DETAILS: www. nab.com.au/endtoviolence
- The CBA Domestic and Family Violence Assistance Program includes access to independent specialist trauma counsellors.
- Customers may also be referred to programs, like Fitted for Work, a specialist employment service for women.
- Financial support that may cover bonds and other immediate costs.
- A dedicated Financial Assistance Solutions team considers every request for assistance on an individual basis and work with customers to develop a solution that's right for them.
- CBA employees have domestic violence leave provisions of 10 days leave for employees living in a domestic violence situation and five days leave for those caring for family members who are experiencing domestic violence.
- Hardship assistance can be provided with the aim of assisting cash flow, including for joint account holders.
- For unsecured loans, Westpac may be able to introduce debt waivers, reduced interest and/or reduced payments and longer term arrangements.
- For secured loans, the bank works with each customer to explore options to create an affordable payment so they can stay in their home.
- Assistance may include a review of interest rates, term extension, or reduced or suspended payments.
- If staying in the home is not an option, Westpac may assist by supporting relocation services.
- Westpac also supports its employees who are impacted by domestic family violence which includes counselling, paid leave, accommodation and hardship grants.
- ANZ has centralized management of all vulnerable customers, including survivors of domestic violence and has a team of specialists to handle these situations.
- Its CareRing service has a specific support program for survivors of domestic violence. The bank refers vulnerable customers to the service and funds those referrals.
Assists mortgage customers with relocation costs if they cannot afford to service their loan, including getting them into a rental by paying their bond and first few months of rent and any transportation costs.

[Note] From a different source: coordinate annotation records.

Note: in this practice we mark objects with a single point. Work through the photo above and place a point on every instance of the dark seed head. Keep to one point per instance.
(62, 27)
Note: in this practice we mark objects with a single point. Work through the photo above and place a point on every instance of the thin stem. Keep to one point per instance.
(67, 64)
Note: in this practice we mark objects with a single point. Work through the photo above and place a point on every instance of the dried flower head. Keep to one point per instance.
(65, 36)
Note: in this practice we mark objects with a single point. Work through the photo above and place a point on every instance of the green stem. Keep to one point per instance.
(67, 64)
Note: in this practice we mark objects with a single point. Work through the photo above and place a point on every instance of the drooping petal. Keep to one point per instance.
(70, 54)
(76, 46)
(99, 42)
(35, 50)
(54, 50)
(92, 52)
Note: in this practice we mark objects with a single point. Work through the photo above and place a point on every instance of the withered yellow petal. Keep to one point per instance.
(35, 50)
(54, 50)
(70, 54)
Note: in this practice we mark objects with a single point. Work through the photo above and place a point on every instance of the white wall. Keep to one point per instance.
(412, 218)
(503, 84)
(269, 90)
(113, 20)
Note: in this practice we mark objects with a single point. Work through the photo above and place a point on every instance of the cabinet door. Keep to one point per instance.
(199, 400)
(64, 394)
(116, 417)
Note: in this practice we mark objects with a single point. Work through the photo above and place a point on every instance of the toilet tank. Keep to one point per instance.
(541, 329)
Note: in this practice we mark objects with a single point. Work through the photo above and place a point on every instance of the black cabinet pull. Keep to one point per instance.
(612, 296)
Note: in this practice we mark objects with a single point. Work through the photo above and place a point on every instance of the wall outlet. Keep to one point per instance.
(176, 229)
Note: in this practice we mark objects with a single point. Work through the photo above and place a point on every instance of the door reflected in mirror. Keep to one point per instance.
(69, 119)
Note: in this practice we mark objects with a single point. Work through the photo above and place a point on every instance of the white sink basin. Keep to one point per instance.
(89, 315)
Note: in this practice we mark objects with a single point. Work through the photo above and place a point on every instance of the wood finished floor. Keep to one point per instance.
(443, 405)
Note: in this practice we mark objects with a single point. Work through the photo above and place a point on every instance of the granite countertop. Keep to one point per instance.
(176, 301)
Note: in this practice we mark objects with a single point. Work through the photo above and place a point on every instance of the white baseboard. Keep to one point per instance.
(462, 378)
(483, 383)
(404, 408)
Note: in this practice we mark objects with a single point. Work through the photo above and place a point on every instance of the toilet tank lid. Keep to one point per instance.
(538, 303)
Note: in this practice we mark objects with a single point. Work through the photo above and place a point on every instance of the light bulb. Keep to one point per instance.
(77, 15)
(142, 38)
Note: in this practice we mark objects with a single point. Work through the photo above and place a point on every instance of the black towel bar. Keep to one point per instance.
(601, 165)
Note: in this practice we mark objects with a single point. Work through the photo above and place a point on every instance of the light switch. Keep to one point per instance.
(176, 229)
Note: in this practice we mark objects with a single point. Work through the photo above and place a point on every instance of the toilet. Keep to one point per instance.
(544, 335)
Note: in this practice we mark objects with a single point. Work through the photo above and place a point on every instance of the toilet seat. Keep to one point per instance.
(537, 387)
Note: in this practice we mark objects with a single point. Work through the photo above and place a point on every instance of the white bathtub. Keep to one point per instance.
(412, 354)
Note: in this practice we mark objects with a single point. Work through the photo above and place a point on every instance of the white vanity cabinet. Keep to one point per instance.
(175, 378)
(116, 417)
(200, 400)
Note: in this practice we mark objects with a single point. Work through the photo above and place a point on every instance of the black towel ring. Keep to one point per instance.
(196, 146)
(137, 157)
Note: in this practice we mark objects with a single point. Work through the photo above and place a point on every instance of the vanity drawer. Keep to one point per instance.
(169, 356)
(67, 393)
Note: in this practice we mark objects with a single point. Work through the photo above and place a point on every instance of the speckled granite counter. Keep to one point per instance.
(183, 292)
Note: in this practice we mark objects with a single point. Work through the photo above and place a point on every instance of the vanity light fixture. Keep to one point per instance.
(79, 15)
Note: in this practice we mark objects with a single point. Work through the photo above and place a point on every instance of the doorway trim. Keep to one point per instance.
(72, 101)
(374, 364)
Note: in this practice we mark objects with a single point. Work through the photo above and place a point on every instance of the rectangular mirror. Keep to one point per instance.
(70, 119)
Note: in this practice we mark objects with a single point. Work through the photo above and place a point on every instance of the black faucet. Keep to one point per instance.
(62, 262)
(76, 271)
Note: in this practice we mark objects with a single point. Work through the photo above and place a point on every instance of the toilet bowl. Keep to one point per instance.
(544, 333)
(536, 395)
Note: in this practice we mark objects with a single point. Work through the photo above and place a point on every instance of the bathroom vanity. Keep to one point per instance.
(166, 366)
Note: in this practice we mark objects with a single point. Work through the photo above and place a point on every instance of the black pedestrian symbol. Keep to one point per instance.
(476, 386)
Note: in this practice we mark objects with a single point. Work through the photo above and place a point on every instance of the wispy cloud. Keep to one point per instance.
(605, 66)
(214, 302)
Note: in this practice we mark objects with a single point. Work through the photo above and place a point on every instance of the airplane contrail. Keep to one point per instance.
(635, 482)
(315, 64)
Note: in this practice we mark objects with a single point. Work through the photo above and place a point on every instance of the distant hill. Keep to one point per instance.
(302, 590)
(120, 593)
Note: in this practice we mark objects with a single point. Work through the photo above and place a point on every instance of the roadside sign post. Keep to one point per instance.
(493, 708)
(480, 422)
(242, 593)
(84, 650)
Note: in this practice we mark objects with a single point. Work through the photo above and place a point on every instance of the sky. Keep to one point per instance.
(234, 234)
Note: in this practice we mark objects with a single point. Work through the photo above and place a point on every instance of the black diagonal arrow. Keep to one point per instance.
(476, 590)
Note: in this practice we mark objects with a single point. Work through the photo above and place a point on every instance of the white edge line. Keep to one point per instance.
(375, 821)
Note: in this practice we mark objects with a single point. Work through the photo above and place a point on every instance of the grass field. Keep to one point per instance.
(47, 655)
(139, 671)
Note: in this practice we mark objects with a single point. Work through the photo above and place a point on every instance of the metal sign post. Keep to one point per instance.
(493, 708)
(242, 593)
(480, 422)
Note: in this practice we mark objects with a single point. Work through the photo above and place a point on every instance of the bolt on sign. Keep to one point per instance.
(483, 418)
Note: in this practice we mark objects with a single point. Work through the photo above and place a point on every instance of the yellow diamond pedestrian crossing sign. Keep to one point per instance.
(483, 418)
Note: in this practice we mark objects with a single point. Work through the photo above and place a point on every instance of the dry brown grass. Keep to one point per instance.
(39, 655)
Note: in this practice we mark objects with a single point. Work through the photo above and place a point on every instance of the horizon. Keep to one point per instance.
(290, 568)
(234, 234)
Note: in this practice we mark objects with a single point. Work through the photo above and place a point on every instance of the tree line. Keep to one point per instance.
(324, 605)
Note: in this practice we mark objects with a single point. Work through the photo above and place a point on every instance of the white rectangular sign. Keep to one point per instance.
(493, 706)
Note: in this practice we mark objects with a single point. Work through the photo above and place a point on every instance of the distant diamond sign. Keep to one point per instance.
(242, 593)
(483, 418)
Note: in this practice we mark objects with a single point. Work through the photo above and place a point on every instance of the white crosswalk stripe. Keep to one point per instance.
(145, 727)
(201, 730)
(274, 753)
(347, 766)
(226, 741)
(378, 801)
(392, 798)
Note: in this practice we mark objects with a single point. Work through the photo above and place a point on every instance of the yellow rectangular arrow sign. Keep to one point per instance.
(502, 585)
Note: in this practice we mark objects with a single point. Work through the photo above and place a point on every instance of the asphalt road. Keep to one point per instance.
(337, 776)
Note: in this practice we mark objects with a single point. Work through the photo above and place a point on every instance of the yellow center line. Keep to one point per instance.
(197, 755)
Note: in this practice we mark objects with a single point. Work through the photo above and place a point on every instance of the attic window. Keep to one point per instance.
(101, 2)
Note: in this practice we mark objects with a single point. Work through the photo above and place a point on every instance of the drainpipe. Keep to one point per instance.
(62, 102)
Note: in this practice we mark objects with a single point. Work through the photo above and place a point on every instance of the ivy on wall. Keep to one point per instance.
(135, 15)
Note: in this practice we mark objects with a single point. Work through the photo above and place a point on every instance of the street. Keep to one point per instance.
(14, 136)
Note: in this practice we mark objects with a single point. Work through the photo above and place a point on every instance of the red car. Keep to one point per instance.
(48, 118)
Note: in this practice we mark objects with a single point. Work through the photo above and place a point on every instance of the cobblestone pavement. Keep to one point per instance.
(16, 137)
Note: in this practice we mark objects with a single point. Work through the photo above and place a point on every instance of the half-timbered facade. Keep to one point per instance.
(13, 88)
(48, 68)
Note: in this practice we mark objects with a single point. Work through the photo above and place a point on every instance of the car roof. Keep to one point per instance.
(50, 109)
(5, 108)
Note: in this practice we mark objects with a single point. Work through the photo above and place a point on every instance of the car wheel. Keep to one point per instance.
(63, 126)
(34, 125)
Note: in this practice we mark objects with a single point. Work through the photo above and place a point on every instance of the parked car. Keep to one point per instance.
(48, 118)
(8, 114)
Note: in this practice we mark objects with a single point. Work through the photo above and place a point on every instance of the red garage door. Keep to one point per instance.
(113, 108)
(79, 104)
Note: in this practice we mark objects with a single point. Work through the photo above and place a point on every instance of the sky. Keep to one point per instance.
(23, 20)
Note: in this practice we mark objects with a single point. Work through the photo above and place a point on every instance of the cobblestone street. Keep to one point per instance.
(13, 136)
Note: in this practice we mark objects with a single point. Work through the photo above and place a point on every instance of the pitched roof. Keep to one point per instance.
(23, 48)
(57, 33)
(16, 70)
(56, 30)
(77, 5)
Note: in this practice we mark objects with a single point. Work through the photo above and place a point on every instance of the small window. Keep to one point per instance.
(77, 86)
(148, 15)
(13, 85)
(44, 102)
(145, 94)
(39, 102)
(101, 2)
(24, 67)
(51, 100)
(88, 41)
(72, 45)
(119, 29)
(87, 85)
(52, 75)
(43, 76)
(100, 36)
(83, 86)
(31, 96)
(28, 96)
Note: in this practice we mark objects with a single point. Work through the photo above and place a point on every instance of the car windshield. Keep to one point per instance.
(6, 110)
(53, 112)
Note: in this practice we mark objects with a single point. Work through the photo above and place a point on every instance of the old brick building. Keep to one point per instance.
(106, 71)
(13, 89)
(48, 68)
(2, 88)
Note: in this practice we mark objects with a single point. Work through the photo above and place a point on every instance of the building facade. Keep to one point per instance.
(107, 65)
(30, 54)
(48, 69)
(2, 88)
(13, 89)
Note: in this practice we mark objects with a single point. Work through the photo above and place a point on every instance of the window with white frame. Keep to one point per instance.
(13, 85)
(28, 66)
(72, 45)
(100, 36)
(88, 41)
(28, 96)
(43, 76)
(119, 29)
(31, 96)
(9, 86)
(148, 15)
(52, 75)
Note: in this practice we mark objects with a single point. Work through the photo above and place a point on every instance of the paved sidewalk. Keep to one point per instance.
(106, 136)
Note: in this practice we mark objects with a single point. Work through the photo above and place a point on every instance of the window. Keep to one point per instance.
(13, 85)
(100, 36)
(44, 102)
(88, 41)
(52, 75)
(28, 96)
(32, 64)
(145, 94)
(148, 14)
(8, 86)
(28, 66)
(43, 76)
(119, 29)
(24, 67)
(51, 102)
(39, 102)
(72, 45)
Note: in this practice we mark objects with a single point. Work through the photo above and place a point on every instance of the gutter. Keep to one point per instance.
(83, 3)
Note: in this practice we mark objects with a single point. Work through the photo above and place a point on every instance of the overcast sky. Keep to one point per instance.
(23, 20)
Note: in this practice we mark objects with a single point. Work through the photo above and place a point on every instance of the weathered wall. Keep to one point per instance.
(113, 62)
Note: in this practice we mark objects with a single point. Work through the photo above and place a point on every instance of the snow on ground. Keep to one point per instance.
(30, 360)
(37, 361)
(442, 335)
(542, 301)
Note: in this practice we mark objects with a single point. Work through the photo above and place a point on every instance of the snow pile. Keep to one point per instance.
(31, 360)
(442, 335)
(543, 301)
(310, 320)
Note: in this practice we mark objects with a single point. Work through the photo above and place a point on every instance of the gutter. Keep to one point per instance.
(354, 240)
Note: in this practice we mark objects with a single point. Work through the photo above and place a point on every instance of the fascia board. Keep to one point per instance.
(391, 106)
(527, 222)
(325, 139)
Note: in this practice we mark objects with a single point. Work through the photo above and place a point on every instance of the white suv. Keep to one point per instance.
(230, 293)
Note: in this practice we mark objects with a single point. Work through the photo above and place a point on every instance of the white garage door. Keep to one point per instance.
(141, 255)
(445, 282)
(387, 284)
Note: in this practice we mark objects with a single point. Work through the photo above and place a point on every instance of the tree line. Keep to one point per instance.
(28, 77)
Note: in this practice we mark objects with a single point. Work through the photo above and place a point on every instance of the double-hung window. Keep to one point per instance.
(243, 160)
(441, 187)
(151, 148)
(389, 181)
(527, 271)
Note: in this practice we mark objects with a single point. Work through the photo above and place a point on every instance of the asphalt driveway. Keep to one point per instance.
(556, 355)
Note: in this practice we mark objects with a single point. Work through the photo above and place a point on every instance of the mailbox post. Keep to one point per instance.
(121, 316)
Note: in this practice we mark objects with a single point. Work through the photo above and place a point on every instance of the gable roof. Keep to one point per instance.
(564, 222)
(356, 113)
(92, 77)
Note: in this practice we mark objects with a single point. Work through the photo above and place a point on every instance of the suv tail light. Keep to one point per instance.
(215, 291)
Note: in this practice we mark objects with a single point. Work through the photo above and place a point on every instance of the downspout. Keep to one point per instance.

News Corp journalist Sherele Moody has multiple journalism excellence awards for her work highlighting violence in Australia. Sherele is also a 2019 Our Watch fellow and the founder of The RED HEART Campaign and the Australian Femicide & Child Death Map. Sherele's trip to Melbourne was paid for by NAB.
*For 24-hour domestic violence support call the national hotline 1800RESPECT on 1800 737 732. If you are experiencing mental health problems, phone Lifeline on 13 11 44.